Menurut Yose, China kemudian mengisi kekosongan tersebut. Pinjaman yang diberikan ialah hasil likuiditas di dalam negeri dan harus disalurkan ke luar agar tidak mengendap dan mengakibatkan gelembung ekonomi. Mereka sebagai pemain baru dalam posisi kreditor sebenarnya juga mengevaluasi situasi. Banyaknya negara debitor yang kepayahan mencicil utang kemungkinan membuat China mengetatkan persyaratan di masa depan untuk para peminjam baru.
Ia menekankan, pendekatan harus dilakukan tiga arah, yaitu kepada peminjam, negara pemberi pinjaman, dan bank multilateral. Indonesia bisa membantu menjembatani proses tersebut karena memiliki akses dan daya tawar kepada negara maju maupun lembaga multilateral. Di saat yang sama, Indonesia juga memahami perspektif negara berkembang.
"Ini memang harus didekati dari jalur keuangan dan jalur diplomasi karena Indonesia harus membujuk kreditor agar mau merestrukturisasi utang, sekaligus membujuk debitor agar membenahi pengelolaan keuangan mereka," kata Yose.

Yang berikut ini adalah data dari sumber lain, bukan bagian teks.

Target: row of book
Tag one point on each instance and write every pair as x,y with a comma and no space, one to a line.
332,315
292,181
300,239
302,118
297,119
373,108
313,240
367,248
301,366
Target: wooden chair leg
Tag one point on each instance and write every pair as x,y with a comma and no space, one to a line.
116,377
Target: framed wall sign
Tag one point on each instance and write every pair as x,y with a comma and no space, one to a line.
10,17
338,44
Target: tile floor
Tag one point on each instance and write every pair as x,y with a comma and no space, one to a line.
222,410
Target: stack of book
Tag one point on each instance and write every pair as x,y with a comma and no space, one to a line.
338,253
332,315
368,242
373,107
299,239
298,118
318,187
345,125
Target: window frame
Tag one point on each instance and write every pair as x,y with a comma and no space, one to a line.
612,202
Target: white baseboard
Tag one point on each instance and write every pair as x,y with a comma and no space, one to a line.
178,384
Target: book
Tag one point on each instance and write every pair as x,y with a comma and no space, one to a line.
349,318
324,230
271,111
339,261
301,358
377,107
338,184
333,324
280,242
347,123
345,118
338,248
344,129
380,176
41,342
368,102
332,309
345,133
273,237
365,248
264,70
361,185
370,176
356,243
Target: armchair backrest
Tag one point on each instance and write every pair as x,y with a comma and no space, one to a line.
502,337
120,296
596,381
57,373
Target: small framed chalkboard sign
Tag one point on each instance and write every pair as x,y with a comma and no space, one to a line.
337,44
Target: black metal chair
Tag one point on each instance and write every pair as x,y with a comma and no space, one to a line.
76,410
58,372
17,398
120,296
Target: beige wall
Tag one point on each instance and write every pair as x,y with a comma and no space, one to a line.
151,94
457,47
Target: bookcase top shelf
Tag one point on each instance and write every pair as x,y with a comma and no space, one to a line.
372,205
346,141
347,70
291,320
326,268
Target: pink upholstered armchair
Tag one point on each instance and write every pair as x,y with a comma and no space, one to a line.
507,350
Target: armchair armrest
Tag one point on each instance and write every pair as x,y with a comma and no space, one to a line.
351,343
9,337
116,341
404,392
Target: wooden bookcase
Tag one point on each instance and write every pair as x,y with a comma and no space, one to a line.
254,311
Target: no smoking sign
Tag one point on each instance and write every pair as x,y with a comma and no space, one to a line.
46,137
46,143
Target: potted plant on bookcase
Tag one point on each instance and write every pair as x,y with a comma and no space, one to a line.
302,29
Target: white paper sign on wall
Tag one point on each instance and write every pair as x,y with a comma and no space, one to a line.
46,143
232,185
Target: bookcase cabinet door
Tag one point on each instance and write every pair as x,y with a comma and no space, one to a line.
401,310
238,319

Menteri Keuangan Sri Mulyani sempat mengungkit agar bank-bank multilateral memberi pinjaman kepada negara miskin dengan memakai ekuitas yang sudah ada. Pinjaman itu lalu diberi secara konsesional. Pada saat yang sama, bank multilateral bisa meminjamkan ke negara berkembang dengan bunga sesuai pasar dan ditambah 70 poin dasar sehingga tidak merugi.